In der dem Urteil vom 27.04.2017, 6 K 1986/16, zu Grunde liegenden Entscheidung hatte sich das FG Hessen mit der Einordnung einer Abfindungszahlung des Mieters an den Vermieter im Zusammenhang mit der vorzeitigen Beendigung eines gewerblichen Mietverhältnisses auseinanderzusetzen.

Fraglich war, ob es sich bei solchen Abfindungszahlungen um echten Schadenersatz oder um Leistungsentgelt i. S. v. § 1 Abs. 1 Nr. 1 UStG handelt. Nur im letztgenannten Fall ließe sich die Steuerbarkeit zu Zwecken der Umsatzsteuer bejahen.

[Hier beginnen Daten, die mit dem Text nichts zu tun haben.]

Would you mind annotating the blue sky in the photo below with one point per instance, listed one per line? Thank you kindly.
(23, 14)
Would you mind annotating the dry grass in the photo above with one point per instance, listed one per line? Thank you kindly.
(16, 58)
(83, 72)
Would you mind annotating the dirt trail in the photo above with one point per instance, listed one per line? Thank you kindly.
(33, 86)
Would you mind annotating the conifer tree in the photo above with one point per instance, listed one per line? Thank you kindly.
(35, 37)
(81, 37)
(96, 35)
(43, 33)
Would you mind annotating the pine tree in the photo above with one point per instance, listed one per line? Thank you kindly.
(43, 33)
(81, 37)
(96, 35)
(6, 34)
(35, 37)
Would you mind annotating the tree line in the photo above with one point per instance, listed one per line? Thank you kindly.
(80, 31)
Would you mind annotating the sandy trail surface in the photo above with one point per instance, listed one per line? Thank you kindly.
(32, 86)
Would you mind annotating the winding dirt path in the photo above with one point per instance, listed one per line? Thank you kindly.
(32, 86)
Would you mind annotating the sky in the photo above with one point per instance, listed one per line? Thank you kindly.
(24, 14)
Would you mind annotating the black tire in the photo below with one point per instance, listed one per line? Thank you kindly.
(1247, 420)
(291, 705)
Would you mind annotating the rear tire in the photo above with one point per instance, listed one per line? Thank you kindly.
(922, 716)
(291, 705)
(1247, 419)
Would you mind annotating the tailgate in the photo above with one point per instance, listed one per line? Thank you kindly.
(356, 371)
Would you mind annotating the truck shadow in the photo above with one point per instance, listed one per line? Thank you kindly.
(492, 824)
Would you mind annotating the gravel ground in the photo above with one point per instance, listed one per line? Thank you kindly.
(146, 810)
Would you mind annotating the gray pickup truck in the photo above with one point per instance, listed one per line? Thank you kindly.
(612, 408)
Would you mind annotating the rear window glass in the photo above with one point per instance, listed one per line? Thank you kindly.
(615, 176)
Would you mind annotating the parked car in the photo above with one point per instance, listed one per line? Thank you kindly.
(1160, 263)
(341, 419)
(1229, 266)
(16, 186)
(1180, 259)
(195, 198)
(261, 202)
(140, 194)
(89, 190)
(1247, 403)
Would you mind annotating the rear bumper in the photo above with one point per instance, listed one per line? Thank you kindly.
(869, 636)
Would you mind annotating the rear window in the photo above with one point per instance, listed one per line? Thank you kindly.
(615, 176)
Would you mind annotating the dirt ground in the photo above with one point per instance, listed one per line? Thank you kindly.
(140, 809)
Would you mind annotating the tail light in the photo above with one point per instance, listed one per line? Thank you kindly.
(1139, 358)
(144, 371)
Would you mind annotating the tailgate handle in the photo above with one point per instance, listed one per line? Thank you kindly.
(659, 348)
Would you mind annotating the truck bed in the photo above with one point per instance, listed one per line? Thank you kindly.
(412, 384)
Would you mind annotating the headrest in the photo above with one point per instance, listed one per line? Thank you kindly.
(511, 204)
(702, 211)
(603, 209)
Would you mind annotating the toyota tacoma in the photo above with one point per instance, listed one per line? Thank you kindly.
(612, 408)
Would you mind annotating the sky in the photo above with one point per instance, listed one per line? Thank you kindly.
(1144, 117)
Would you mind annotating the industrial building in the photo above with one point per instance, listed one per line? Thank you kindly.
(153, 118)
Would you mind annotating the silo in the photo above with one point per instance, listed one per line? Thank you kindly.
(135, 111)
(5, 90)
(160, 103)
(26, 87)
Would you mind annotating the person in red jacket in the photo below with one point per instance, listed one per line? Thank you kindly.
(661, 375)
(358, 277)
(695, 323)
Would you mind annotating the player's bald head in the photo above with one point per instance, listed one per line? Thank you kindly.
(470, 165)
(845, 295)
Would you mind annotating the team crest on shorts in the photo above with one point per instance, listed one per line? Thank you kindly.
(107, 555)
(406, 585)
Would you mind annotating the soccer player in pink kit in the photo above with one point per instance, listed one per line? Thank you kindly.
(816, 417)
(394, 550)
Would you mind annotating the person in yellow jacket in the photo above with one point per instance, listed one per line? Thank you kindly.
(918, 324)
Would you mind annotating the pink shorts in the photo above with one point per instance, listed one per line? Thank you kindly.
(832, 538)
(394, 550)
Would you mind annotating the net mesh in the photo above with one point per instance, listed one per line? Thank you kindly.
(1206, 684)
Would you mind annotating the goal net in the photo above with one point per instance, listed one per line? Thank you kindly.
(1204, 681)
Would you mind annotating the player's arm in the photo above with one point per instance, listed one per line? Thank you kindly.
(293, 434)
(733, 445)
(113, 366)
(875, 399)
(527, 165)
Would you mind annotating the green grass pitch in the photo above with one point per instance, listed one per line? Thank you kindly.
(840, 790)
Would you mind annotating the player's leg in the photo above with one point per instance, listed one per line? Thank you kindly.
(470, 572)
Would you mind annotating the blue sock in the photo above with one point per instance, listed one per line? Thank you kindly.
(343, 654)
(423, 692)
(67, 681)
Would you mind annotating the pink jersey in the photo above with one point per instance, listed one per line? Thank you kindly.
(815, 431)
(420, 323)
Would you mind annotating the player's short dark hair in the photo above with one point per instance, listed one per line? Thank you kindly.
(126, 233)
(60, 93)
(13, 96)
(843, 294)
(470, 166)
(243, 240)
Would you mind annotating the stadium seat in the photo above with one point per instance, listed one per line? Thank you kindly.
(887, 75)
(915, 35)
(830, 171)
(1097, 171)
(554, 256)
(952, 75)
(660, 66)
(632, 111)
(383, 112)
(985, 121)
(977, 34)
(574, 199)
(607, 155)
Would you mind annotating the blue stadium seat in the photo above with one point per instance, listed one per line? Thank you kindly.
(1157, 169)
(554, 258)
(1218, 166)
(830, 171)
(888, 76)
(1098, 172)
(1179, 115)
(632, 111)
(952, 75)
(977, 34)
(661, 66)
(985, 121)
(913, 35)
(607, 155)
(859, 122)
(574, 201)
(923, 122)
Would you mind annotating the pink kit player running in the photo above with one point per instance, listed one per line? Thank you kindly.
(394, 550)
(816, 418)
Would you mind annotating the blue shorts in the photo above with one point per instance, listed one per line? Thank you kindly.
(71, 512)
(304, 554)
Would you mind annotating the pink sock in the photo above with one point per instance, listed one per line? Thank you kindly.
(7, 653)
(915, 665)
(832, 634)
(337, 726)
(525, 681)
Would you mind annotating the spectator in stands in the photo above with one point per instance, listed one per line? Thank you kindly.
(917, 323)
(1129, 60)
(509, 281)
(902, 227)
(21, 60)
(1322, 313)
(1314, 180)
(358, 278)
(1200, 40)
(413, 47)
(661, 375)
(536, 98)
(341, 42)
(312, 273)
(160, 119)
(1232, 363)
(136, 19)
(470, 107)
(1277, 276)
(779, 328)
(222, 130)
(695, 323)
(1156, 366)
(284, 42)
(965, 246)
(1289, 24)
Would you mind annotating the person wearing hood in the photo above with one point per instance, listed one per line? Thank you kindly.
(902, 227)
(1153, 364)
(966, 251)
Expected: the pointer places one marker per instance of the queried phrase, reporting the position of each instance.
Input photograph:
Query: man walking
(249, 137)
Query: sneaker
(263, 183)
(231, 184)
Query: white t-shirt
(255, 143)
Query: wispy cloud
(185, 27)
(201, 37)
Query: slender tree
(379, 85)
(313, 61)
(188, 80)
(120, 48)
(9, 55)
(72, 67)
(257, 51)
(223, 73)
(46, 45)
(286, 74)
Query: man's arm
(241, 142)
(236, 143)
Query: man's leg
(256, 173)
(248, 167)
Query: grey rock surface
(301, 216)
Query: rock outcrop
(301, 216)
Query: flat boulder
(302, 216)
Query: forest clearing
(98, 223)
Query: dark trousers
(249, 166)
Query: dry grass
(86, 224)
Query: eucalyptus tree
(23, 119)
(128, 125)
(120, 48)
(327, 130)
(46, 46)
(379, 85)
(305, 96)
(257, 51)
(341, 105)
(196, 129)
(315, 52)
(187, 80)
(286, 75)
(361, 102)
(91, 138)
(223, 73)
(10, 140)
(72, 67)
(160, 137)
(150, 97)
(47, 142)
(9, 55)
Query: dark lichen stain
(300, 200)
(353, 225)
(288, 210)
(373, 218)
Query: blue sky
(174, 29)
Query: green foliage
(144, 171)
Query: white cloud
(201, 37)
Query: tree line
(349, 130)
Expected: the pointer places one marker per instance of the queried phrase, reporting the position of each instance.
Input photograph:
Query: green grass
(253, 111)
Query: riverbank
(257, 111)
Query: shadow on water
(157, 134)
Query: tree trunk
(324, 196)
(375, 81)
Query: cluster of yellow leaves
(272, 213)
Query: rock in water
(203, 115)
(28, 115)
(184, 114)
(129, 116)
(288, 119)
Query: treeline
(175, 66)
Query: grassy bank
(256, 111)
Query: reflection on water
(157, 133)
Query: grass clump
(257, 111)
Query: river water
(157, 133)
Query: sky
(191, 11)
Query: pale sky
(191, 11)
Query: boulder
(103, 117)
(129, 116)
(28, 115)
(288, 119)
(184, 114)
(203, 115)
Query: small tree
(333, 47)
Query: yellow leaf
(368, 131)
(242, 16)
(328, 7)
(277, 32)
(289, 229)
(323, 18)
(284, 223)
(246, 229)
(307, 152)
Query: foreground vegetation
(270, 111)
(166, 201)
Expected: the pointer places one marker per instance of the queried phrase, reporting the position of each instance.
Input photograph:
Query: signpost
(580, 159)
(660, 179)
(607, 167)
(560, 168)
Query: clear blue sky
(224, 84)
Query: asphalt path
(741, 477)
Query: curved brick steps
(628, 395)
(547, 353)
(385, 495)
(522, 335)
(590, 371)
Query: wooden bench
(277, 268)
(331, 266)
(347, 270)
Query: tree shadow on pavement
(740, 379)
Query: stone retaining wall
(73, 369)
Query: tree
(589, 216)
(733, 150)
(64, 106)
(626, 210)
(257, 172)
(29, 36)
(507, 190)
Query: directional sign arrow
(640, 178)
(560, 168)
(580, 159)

Für die Praxis ist die Entscheidung insbesondere mit Blick auf die anzufertigende Umsatzsteuerjahreserklärung relevant: Würdigt der erklärende Unternehmer entsprechende Zahlungseingänge als echten Schadensersatz und gibt sie deshalb nicht mit an, so droht bei anderer Wertung durch das Finanzamt eine spätere Erhöhung der Umsätze im Umsatzsteuerbescheid mit evtl. nachfolgend wirtschaftlicher Definitivbelastung und Vollverzinsung (§ 233a AO).

Sachverhalt

Die klagende GmbH erwarb durch ihre drei Tochtergesellschaften – mit denen sie im Streitjahr 2008 eine umsatzsteuerliche Organschaft bildete – im Jahr 2005 eine Liegenschaft, welche vormals im Eigentum des E-Konzerns stand. Dieser hatte die Liegenschaft bis 2001 als Unternehmenszentrale genutzt. Die Tochtergesellschaften vermieteten Teile dieser Liegenschaft im Jahr 2005 sodann an den E-Konzern zur weiteren Nutzung. Dabei wurde eine Mietzeit vom 01.01.2006 bis zum 31.12.2015 sowie eine Verlängerungsoption bis zum 31.12.2017 zugunsten der vermietenden Tochtergesellschaften vereinbart. Die Möglichkeit zur Ausübung der Verlängerungsoption war an das Nichtzustandekommen eines neuen Bebauungsplans für die gesamte Liegenschaft bis zum 31.12.2010 gekoppelt. Ein ordentliches Kündigungsrecht stand dem E-Konzern nach dem Vertrag nicht zu. Vielmehr wurde das Kündigungsrecht auf wichtige Gründe beschränkt, wozu konzerninterne Umstrukturierungen aber nicht zählen sollten. Die nicht vermieteten Teile des Areals beabsichtigte die Klägerin fortzuentwickeln und umfangreich zu bebauen. Dies wurde dem Mietvertrag per Präambel vorangestellt. Zudem verpflichtete sich der E-Konzern, die Klägerin bei der Erlangung des zur Fortentwicklung von der Stadt A benötigten Baurechts zu unterstützen. Ferner wurde in der Präambel auch niedergelegt, dass der E-Konzern seinen Geschäftsbetrieb auf der Liegenschaft mit 950 Arbeitnehmern fortführen würde. Der E-Konzern sagte im Mietvertrag auch zu, die Fortentwicklung des Areals zu unterstützen, indem er mit dem Geschäftsbetrieb gegebenenfalls in neugeschaffene Gebäude innerhalb der Liegenschaft umziehen würde. Die Parteien waren sich nach den Bestimmungen des Mietvertrages darüber einig, dass dem E-Konzern der Unterhalt, die Versicherung sowie die Verkehrssicherung der Mietsache samt der dafür anfallenden Kosten oblag. Mietminderungen wegen womöglich entstehenden Baulärms im Zuge der Fortentwicklung des Areals sollte der E-Konzern nicht geltend machen dürfen. Umfangreichere Bauarbeiten waren dem Vertrag zufolge aber frühzeitig abzustimmen.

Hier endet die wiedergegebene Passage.